Higher costs cut profits for Collective Brands

Collective Brands Inc., which changed its name from Payless ShoeSource Inc. earlier this month, said Wednesday its fiscal second-quarter profit declined 23 percent from higher costs and lower sales.

The Topeka-based holding company reported earning $24.9 million, or 38 cents per share, during the quarter ended Aug. 4. By comparison, the company earned $32.5 million, or 48 cents per share, during the same period a year ago.

Sales during the quarter decreased about 1 percent from $706.1 million to $699.3 million.

Analysts surveyed by Thomson Financial had expected earnings of 43 cents per share on $715.8 million in revenue.

Payless, which operates almost 4,600 shoe stores throughout the western hemisphere, changed its corporate name to Collective Brands on Aug. 17, after completing its $900 million acquisition of Lexington, Mass.-based chain The Stride Rite Corp., which operates 300 stores.

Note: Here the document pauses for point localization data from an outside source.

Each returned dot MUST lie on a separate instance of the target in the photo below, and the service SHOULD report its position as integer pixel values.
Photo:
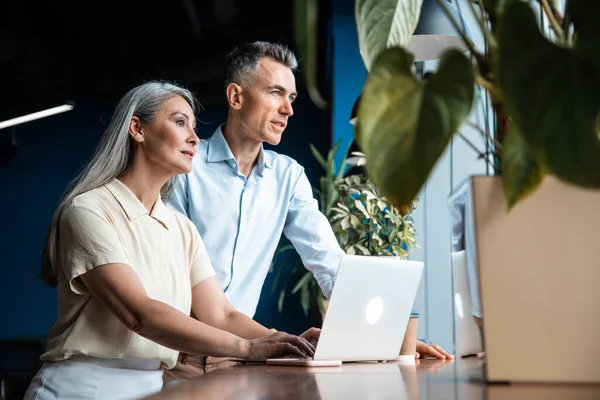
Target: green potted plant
(366, 223)
(312, 301)
(363, 221)
(544, 89)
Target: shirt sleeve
(86, 240)
(201, 267)
(178, 198)
(312, 236)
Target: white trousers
(82, 378)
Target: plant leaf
(382, 24)
(306, 38)
(552, 92)
(404, 125)
(522, 173)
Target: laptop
(368, 312)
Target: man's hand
(278, 345)
(433, 350)
(312, 336)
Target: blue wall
(348, 73)
(51, 151)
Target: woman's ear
(234, 95)
(135, 129)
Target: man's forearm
(243, 326)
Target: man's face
(267, 102)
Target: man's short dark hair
(242, 60)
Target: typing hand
(432, 350)
(279, 345)
(312, 336)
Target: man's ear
(135, 129)
(234, 94)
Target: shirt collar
(133, 207)
(218, 150)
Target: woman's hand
(433, 350)
(279, 345)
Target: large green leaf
(553, 92)
(384, 23)
(404, 125)
(522, 173)
(306, 40)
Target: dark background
(91, 53)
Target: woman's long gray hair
(112, 155)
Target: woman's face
(169, 142)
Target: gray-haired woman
(129, 271)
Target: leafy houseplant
(363, 222)
(545, 93)
(366, 223)
(543, 87)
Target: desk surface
(428, 379)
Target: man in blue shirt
(242, 197)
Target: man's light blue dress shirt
(241, 220)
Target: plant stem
(489, 86)
(481, 21)
(479, 153)
(553, 22)
(485, 134)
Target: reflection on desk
(427, 379)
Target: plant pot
(409, 343)
(537, 279)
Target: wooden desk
(429, 379)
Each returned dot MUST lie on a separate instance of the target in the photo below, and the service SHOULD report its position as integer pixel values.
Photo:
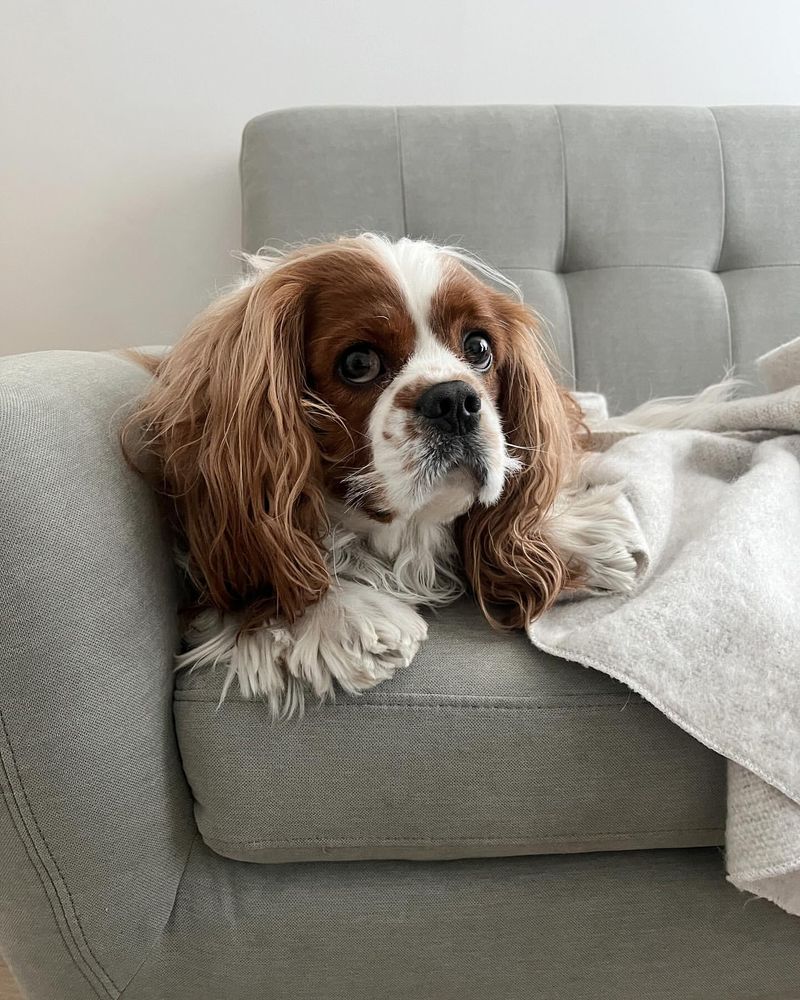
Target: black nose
(452, 407)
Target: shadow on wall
(137, 258)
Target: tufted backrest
(660, 244)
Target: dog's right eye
(360, 364)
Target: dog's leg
(596, 536)
(354, 637)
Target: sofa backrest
(659, 244)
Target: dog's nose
(451, 407)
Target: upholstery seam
(401, 170)
(655, 267)
(160, 937)
(388, 841)
(731, 361)
(42, 854)
(724, 187)
(563, 254)
(618, 705)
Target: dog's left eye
(360, 364)
(478, 350)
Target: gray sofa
(491, 824)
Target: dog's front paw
(598, 535)
(612, 546)
(355, 637)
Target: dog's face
(385, 375)
(407, 349)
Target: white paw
(597, 532)
(612, 545)
(354, 638)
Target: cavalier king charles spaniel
(363, 428)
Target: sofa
(491, 824)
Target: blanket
(711, 633)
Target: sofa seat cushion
(483, 746)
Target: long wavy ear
(229, 428)
(514, 572)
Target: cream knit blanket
(711, 634)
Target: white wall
(121, 118)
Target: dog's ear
(514, 572)
(228, 424)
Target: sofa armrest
(95, 816)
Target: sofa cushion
(483, 746)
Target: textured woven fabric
(643, 925)
(96, 825)
(482, 746)
(659, 244)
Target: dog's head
(386, 375)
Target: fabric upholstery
(643, 925)
(642, 235)
(96, 825)
(481, 747)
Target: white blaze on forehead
(416, 266)
(419, 268)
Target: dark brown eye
(360, 364)
(478, 350)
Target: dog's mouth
(444, 454)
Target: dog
(366, 427)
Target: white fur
(592, 527)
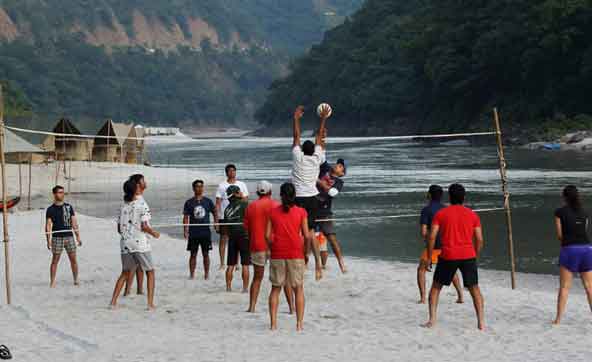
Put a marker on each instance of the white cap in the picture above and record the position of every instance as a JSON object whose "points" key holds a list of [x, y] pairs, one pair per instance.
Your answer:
{"points": [[264, 188]]}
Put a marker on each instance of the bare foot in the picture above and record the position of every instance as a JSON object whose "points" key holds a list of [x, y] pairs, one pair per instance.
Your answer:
{"points": [[318, 274], [429, 324]]}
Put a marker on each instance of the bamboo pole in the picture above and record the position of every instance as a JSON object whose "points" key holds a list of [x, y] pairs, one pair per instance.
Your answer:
{"points": [[20, 177], [30, 181], [5, 202], [504, 180]]}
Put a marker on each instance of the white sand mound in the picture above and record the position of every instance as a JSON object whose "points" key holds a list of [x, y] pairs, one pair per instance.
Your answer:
{"points": [[367, 315]]}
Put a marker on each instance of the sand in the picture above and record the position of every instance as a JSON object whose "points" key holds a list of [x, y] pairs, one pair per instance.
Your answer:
{"points": [[370, 314]]}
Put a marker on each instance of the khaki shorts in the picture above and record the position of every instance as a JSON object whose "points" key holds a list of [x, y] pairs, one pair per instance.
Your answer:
{"points": [[290, 271], [131, 261], [58, 244], [259, 258]]}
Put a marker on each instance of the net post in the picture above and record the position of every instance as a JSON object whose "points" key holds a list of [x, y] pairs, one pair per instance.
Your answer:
{"points": [[4, 202], [504, 181], [30, 181]]}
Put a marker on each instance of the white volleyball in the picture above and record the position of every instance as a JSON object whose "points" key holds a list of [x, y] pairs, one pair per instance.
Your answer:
{"points": [[324, 105]]}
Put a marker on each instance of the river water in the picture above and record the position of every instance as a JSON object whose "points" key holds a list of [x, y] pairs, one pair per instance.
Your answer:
{"points": [[388, 177]]}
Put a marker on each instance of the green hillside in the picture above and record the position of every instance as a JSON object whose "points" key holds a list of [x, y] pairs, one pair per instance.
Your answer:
{"points": [[436, 65]]}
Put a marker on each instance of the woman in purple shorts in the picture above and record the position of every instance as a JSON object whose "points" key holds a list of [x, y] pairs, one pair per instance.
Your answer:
{"points": [[572, 224]]}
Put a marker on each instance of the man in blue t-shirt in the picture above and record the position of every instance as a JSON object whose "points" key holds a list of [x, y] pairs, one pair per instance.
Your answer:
{"points": [[434, 196], [196, 211]]}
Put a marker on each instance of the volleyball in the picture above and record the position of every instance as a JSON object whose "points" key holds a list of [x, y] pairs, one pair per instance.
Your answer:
{"points": [[323, 105]]}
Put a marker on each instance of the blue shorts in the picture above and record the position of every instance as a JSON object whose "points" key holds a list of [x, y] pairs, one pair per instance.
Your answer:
{"points": [[576, 258]]}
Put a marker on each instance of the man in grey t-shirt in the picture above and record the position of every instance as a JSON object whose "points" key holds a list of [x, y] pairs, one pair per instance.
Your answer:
{"points": [[307, 159]]}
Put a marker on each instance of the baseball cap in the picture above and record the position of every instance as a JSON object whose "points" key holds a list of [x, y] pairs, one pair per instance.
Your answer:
{"points": [[264, 188], [341, 161], [232, 189]]}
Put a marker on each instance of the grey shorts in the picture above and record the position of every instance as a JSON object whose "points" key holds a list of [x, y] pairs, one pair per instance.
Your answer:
{"points": [[58, 244], [131, 261], [327, 227]]}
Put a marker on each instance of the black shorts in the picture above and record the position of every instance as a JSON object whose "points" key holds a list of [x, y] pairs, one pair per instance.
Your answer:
{"points": [[326, 227], [312, 206], [238, 245], [193, 245], [446, 269]]}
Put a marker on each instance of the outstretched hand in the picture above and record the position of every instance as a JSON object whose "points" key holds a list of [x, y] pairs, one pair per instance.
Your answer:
{"points": [[325, 112], [299, 112]]}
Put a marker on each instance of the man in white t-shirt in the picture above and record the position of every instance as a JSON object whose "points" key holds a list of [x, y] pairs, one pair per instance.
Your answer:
{"points": [[307, 159], [134, 226], [222, 202]]}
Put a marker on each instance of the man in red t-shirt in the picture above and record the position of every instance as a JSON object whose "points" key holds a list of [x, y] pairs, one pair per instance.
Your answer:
{"points": [[255, 222], [458, 227]]}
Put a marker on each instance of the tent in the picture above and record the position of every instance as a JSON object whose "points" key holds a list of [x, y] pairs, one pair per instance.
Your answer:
{"points": [[134, 146], [68, 148], [17, 149], [111, 149]]}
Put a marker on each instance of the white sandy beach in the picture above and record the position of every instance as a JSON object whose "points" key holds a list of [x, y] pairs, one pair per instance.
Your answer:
{"points": [[369, 314]]}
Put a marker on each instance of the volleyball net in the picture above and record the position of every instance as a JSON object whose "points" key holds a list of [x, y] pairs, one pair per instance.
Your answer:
{"points": [[94, 186]]}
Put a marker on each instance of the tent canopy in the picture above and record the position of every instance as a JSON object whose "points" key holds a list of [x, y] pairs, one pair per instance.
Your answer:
{"points": [[16, 144]]}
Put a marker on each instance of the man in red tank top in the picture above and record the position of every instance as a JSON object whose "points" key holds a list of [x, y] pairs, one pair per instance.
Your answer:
{"points": [[255, 222], [462, 240]]}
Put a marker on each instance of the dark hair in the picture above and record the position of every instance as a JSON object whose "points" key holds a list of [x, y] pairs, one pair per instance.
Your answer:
{"points": [[197, 182], [436, 192], [308, 148], [572, 197], [456, 192], [228, 167], [136, 178], [129, 190], [288, 196]]}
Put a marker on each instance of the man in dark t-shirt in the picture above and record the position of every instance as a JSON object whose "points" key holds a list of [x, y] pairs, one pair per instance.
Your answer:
{"points": [[329, 184], [197, 210], [462, 241], [60, 221], [238, 239], [435, 193]]}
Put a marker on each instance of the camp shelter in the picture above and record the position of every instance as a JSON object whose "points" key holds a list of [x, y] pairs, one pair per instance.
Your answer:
{"points": [[66, 147], [109, 145], [17, 149], [134, 145]]}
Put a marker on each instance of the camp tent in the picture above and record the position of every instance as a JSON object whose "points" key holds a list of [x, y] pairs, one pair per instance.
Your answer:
{"points": [[134, 145], [110, 145], [68, 147], [17, 149]]}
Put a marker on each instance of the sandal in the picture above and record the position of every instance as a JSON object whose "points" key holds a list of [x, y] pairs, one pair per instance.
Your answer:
{"points": [[4, 353]]}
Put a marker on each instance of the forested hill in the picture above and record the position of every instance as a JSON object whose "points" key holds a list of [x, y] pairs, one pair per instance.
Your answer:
{"points": [[155, 61], [434, 65]]}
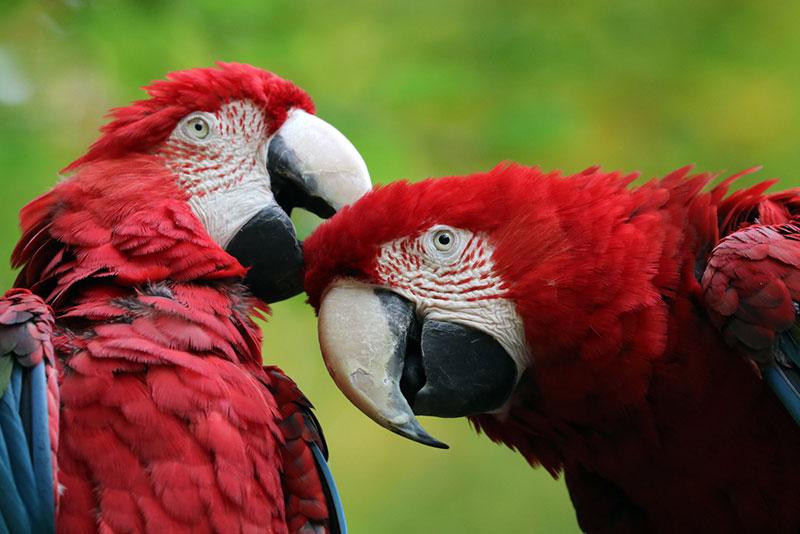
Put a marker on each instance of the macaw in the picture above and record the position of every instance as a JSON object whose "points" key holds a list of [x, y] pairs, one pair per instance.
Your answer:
{"points": [[641, 340], [134, 398]]}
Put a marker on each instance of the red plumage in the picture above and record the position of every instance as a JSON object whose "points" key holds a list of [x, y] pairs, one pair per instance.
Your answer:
{"points": [[632, 392], [169, 422]]}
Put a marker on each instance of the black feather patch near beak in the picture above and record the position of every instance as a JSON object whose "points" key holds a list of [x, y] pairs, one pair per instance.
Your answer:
{"points": [[268, 246], [394, 366]]}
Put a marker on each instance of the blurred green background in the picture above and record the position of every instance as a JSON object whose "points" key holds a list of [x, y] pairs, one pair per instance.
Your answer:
{"points": [[424, 89]]}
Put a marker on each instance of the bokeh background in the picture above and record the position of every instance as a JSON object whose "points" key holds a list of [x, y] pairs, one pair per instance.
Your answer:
{"points": [[424, 88]]}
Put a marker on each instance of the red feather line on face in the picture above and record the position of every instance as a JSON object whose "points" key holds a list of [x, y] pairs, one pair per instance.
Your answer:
{"points": [[143, 125], [124, 220]]}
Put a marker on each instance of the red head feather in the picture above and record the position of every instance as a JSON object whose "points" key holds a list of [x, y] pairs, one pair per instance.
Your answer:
{"points": [[141, 126]]}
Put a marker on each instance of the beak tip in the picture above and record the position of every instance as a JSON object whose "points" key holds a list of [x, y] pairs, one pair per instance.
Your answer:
{"points": [[414, 431]]}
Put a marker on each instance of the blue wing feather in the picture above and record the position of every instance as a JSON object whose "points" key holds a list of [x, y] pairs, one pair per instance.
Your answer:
{"points": [[334, 500], [783, 373], [26, 483]]}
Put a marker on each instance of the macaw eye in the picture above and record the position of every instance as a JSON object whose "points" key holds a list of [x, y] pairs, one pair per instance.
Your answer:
{"points": [[443, 240], [197, 127]]}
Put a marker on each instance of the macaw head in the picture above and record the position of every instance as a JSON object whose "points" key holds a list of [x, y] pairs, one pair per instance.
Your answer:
{"points": [[439, 298], [243, 148]]}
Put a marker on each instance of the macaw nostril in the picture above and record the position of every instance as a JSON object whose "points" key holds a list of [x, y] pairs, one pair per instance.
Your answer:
{"points": [[413, 378]]}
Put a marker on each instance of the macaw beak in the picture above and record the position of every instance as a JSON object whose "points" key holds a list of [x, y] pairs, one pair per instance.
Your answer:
{"points": [[393, 366], [311, 166]]}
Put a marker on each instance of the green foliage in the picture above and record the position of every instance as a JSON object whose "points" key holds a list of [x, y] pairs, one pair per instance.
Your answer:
{"points": [[424, 89]]}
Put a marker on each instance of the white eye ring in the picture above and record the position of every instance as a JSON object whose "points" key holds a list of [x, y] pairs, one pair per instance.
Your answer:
{"points": [[197, 127], [444, 240]]}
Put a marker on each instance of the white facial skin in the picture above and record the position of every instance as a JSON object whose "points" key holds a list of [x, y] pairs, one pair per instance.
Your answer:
{"points": [[449, 274], [220, 160]]}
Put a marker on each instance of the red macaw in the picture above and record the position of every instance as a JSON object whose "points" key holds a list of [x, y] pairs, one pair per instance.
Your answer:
{"points": [[139, 276], [625, 336]]}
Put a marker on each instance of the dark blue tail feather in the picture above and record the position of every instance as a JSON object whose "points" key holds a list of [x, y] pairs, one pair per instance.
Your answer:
{"points": [[26, 483]]}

The company said it recorded $1.8 million in pretax charges during the quarter for expenses tied to the Stride Rite acquisition and $3.6 million in charges tied to changes in its distribution system.

Sales in stores open for at least a year – a key barometer of retail health known as same-store sales – dipped 1.4 percent. The company blamed weak sandal sales and later back-to-school shopping seasons in some markets.

Collective Brands released its earnings after trading ended Wednesday. During trading, shares gained 99 cents to $24.85, but were down 61 cents to $24.24 in after-hours trading.